Adélia Prado – Qualquer coisa que brilhe

São eternos esta oficina mecânica,
estes carros, a luz branca do sol.
este momento, especialmente neste,
a morte não ameaça, pois não existe.
Ainda que se mova, tudo é parado e vive,
num mundo bom onde se come errado,
delícia de marmitas de carboidrato e torresmos.

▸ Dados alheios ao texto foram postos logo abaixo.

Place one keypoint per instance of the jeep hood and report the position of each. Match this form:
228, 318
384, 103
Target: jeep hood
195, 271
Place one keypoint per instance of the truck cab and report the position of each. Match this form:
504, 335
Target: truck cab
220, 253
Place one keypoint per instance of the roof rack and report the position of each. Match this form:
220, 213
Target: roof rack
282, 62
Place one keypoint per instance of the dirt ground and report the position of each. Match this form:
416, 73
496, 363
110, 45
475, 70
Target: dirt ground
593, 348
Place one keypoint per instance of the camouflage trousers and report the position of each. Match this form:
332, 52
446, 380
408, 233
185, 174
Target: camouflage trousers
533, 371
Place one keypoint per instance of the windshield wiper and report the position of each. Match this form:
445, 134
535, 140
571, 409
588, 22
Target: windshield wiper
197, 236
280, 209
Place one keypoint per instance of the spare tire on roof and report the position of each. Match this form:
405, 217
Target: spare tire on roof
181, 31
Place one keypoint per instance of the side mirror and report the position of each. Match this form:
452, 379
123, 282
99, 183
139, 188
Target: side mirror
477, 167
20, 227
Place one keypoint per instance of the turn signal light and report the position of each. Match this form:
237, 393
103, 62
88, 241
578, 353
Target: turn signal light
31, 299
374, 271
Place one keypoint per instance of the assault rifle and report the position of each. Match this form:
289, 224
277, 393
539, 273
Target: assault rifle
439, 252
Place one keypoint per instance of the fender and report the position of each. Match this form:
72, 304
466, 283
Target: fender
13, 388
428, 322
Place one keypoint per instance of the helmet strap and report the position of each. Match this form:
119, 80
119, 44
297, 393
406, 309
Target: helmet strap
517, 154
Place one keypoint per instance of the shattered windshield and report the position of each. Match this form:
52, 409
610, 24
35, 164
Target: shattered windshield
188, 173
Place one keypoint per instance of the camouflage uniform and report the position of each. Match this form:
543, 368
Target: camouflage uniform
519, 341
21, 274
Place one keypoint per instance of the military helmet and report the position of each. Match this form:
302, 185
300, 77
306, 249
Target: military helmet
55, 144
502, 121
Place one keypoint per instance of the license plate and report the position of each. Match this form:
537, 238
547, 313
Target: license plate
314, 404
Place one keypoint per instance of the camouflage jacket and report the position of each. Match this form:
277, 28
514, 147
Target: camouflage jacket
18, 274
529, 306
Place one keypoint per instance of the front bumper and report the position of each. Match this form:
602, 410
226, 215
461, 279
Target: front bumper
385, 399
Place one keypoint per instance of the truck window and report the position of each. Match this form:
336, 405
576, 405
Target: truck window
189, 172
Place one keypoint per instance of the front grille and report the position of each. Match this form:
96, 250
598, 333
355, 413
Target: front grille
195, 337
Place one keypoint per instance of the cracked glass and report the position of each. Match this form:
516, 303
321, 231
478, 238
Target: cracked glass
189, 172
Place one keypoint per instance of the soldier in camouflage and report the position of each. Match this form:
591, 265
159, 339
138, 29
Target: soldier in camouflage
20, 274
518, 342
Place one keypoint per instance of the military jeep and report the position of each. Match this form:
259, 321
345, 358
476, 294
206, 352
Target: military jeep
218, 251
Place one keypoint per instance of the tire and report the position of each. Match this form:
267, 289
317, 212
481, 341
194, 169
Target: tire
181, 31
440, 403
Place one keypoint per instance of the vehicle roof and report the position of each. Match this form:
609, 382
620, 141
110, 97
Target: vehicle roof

Como gosto disso, meu deus!
Que lugar perfeito!
Ainda que volta e meia alguém morra, é tudo muito
eterno,
só choramos por sermos condizentes.
Necessito pouco de tudo,
já é plena a vida,
tanto mais que descubro:
Deus espera de mim o pior de mim,
num cálice de ouro o chorume do lixo
que sempre trouxe às costas
desde que abri os olhos,
bebi meu primeiro leite
no peito envergonhado de minha mãe.
Ofereço cantando, estou nua,
os braços erguidos de contentamento.
Sou deste lugar,
com tesoura cega cortei aqui meu cabelo,
sedenta de ouro esburaquei o chão
atrás do que brilhasse.
Pois o encontro agora escuro e fosco
no dia radioso é único e não cintila.
Veio de Vós. A vida. Do opaco. Do profundo de Vós.
Abba! Abba! Aceita o que me enoja,
gosma que me ocultou Teu rosto.
Vivo do que não é meu.
Toma pois minha vida
e não me prives mais
desta nova inocência que me infundes.